WPLANGオプションがシングルサイトでもセットされるようになり、アップグレード時にWPLANG定数の値をもとに追加されます(この定数は非推奨(廃止予定)になりました – 参照[29630])。get_locale() はグローバルの$wp_local_package 変数を含むようになり(ローカライズ版パッケージで使われます)、空のWPLANGオプションen_US同等なので、既存で空のWPLANGオプションはWPLANG定数をオーバーライドできます。

同一言語の別種版(例えば、en, en_GB, en_CAen_AU)をサポートしていないなどの多くの問題のあった mu_dropdown_languages()wp_dropdown_languages() に置き換えられました。新しいドロップダウンは translation APIによって追加されます。

非同期の翻訳アップデート

WordPress 3.7ではLanguage_Pack_Upgrader::async_upgrade()を導入しました。非同期翻訳アップデートはテーマやプラグインのインストール後もしくはアップデート後に実行されます。非同期アップデートの目的ななんでしょう? テーマやプラグインをインストールもしくはアップデートした時、そのテーマやプラグインの翻訳もアップデートされると期待するでしょう。しかし、古くなった翻訳はすべてここでアップデートされます(プラグインやテーマがすでに最新であっても)。それはファイルシステムの接続があるということ(それはユーザーがFTP情報を入力したからかもしれません)を最大限活用するためでした。
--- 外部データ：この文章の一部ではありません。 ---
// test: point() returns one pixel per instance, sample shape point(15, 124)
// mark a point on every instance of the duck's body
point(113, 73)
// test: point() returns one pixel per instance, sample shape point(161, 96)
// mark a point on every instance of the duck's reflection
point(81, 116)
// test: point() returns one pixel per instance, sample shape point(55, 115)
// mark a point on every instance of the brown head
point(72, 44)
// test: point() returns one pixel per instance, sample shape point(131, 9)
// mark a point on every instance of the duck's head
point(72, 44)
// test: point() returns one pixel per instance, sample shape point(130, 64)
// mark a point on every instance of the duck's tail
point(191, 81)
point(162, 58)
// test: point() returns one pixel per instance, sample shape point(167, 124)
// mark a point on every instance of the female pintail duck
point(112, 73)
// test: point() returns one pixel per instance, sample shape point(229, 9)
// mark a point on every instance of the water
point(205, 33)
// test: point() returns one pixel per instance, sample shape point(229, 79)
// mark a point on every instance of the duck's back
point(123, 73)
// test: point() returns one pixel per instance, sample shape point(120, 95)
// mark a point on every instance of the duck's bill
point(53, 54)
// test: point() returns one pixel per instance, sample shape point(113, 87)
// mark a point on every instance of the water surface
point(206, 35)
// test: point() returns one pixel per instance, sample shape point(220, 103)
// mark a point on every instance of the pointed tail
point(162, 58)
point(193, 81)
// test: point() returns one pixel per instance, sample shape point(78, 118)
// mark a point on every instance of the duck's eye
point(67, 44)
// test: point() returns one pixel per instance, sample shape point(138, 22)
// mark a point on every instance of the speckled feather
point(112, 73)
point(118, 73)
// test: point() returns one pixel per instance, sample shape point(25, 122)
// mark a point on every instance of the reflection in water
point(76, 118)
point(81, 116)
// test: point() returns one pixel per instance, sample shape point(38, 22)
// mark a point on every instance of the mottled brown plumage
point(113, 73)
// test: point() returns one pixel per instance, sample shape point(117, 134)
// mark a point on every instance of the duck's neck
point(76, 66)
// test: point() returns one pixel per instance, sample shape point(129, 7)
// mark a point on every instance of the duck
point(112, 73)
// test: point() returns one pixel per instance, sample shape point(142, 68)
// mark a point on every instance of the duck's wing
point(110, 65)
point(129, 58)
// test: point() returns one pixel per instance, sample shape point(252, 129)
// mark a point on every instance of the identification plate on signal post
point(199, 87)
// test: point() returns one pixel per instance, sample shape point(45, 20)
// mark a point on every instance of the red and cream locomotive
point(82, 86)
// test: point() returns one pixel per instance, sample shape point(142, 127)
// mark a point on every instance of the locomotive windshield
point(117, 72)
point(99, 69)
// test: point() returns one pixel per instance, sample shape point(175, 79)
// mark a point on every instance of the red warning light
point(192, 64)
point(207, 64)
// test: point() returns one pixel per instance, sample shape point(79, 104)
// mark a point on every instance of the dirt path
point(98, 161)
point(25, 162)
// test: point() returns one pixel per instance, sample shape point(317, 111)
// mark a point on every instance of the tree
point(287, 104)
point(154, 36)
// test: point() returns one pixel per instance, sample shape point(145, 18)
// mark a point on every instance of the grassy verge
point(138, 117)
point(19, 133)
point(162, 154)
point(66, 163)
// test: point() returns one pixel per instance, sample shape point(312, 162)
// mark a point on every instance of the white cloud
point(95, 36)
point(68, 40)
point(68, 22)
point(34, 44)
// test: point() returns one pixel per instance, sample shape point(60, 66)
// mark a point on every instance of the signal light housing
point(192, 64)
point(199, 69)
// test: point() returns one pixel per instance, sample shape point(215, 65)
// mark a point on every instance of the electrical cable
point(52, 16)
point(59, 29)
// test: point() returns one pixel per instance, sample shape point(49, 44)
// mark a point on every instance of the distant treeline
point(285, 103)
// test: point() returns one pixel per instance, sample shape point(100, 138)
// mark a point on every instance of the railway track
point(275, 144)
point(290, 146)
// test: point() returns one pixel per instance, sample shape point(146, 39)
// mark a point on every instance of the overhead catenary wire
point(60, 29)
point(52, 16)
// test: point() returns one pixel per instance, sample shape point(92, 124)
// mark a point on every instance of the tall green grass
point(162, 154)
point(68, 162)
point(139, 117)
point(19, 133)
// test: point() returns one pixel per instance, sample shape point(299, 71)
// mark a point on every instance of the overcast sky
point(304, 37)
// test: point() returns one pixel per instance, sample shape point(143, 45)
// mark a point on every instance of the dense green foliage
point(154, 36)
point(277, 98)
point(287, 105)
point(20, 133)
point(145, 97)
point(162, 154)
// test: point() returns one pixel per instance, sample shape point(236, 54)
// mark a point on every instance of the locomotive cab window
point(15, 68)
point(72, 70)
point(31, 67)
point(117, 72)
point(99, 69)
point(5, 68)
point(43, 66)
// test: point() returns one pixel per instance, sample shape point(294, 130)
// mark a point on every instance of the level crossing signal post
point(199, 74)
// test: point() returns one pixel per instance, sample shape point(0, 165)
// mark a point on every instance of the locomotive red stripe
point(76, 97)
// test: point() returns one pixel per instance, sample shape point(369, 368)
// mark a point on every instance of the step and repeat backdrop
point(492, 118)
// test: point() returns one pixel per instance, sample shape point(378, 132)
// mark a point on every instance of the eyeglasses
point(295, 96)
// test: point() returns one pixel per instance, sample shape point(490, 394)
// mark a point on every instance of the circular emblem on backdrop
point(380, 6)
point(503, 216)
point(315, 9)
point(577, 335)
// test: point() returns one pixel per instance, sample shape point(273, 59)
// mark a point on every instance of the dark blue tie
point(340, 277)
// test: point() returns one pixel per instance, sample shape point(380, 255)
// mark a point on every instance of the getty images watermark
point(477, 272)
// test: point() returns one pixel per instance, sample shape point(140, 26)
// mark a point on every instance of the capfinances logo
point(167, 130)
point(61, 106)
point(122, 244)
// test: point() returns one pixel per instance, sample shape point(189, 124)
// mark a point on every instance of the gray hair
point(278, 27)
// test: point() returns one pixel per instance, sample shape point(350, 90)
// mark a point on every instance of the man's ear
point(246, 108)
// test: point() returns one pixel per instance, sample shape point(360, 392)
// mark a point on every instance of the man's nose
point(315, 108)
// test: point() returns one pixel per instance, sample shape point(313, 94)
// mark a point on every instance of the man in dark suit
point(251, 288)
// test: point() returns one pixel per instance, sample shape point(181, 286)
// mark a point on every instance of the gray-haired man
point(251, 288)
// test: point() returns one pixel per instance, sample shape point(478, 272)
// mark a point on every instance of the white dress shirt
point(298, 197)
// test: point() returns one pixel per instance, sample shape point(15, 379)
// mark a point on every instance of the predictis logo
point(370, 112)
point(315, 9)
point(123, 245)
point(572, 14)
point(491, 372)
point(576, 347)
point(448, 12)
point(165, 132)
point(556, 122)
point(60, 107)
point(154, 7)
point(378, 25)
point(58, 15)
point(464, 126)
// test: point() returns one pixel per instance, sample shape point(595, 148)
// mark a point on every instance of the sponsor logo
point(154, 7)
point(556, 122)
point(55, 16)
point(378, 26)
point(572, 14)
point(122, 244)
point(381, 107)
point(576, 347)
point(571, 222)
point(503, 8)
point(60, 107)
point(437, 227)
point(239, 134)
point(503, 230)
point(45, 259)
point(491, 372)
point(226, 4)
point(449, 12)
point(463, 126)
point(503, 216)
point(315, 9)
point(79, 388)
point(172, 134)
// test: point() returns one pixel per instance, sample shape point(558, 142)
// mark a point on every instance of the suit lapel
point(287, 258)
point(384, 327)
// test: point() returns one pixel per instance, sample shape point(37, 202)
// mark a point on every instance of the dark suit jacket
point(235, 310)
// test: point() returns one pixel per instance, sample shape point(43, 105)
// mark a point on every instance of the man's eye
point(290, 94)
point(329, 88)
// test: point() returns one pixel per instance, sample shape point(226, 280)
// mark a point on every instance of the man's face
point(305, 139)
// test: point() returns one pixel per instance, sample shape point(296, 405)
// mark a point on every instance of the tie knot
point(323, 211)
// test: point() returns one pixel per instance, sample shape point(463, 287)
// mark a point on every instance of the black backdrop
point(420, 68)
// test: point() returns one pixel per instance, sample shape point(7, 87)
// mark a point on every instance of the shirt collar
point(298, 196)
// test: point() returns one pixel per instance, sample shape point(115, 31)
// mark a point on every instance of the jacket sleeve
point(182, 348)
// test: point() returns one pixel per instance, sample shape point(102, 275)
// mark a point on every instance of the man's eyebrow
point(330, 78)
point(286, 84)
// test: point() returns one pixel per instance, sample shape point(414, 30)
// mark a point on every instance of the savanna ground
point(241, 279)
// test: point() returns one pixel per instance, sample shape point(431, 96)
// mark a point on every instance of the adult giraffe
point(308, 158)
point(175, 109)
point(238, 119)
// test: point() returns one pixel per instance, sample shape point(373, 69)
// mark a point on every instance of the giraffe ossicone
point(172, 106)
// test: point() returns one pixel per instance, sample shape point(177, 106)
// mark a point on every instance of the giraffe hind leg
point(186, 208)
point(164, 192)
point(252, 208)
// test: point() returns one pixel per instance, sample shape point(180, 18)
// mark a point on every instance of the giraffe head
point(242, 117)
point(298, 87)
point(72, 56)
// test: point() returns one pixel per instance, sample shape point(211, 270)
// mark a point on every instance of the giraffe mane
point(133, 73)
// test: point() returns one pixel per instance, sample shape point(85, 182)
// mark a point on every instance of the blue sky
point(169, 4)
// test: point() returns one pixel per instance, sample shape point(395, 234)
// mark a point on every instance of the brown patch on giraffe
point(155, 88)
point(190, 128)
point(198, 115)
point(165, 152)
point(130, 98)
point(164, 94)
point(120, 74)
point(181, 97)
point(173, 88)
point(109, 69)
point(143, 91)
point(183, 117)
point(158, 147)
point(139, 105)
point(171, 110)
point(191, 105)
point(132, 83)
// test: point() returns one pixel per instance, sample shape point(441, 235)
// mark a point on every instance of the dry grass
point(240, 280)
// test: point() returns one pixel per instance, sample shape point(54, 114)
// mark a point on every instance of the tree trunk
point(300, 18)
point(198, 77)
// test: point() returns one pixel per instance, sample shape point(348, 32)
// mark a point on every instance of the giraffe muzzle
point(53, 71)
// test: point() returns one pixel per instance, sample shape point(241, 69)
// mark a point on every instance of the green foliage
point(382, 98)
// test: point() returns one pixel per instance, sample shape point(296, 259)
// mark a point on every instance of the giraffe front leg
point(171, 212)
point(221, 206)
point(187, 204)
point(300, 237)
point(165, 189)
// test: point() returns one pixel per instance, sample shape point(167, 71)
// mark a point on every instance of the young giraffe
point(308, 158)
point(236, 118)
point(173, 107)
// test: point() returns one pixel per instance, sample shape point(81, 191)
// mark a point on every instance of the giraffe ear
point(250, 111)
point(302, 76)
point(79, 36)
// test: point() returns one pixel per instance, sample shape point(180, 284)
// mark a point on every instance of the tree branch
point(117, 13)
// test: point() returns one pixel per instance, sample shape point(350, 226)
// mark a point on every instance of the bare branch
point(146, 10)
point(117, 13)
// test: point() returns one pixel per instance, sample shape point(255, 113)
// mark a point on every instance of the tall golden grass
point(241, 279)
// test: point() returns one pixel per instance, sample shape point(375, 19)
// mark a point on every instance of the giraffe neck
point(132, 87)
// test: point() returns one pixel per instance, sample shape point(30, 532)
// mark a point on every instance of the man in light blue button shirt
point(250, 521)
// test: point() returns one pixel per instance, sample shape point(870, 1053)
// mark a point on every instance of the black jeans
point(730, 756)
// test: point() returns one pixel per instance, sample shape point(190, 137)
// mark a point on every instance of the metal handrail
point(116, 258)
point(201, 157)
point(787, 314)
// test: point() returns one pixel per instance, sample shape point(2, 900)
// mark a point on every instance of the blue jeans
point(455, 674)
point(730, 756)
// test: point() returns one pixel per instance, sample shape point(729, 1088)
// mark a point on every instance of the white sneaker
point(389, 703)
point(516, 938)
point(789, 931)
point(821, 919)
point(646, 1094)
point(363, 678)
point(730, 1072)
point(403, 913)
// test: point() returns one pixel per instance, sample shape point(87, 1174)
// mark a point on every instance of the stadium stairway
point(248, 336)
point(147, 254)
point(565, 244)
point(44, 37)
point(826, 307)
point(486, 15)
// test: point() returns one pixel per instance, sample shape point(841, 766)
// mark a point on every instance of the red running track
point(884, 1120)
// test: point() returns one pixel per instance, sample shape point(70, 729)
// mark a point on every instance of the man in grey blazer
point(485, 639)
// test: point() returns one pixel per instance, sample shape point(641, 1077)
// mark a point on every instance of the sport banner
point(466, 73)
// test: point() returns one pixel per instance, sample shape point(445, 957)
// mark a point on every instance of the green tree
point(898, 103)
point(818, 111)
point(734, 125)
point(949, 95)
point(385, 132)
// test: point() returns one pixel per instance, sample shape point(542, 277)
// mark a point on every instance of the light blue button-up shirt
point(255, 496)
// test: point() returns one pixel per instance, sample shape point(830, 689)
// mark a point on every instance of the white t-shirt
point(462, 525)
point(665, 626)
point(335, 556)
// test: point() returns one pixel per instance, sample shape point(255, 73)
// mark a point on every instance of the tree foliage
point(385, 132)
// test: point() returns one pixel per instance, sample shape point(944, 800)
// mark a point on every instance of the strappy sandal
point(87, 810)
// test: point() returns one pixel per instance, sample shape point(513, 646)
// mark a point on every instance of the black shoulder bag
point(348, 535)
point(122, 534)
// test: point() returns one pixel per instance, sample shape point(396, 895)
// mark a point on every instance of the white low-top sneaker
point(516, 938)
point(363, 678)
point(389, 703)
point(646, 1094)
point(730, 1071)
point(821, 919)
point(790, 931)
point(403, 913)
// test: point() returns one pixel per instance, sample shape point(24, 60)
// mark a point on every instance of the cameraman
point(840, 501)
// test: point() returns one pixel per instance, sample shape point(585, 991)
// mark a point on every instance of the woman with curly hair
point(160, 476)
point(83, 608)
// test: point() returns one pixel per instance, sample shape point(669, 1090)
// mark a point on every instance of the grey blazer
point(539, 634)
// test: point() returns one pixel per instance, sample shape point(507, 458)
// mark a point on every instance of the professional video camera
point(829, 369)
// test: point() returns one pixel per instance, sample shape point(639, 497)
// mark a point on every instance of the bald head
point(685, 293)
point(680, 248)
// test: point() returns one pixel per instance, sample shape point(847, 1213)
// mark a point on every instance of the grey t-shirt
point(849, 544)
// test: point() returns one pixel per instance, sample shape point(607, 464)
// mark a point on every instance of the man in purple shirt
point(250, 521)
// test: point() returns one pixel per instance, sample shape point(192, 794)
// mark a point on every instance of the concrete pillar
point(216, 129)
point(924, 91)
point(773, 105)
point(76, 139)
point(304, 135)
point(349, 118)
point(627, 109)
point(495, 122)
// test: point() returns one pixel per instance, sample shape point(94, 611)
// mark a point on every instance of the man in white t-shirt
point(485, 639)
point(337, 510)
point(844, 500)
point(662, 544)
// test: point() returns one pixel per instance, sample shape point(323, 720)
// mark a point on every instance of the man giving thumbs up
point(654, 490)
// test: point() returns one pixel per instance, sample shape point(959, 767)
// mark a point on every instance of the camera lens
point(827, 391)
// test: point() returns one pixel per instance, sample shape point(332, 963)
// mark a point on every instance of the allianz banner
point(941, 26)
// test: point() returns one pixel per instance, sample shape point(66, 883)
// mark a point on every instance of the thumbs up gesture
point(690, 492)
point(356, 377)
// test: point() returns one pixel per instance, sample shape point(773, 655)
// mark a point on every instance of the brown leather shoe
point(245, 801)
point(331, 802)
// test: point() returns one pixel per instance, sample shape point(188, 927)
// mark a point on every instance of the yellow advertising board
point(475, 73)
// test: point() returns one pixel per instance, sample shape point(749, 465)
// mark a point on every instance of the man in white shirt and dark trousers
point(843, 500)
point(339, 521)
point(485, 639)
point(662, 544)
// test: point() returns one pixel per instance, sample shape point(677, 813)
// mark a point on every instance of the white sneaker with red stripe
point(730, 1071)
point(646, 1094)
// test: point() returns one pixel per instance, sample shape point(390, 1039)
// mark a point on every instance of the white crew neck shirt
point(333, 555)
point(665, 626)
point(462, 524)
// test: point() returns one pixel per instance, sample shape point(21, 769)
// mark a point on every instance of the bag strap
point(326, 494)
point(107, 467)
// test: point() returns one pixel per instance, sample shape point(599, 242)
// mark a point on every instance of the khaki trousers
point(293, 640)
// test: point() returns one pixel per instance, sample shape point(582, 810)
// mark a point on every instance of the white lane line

WordPress 4.0ではこの非同期アップデートはバージョンコントロールされたインストールでは実行されなくなります。とはいえ、 async_update_translationフィルター( auto_update_translation フィルターとまったく同じ)を使ってこれを無効にすることもできます( [29694]を参照)。

1
2
3
// 非同期で自動のバックグラウンドでの翻訳のアップデートを無効にする
add_filter( 'async_update_translation', '__return_false' );
add_filter( 'auto_update_translation', '__return_false' );

その他

  • ローカライズ版のパッケージでは言語選択はスキップします(参照 [29705])。
  • BC(訳注???)ではWPLANG定数で指定された言語を選択可能です(インストールされません)( [29691]を参照)。
  • シングルサイトでもサイト言語のオプションが一般設定に含まれるようになりました。
  • wp-config-sample.php からWPLANGセクションが取り除かれました
  • インストール時、アクセス情報の入力なしでファイルシステムにアクセスできなければ言語選択はスキップされます(参照 [29673])。
  • 4.1での予定は#29395をチェックしてみてください。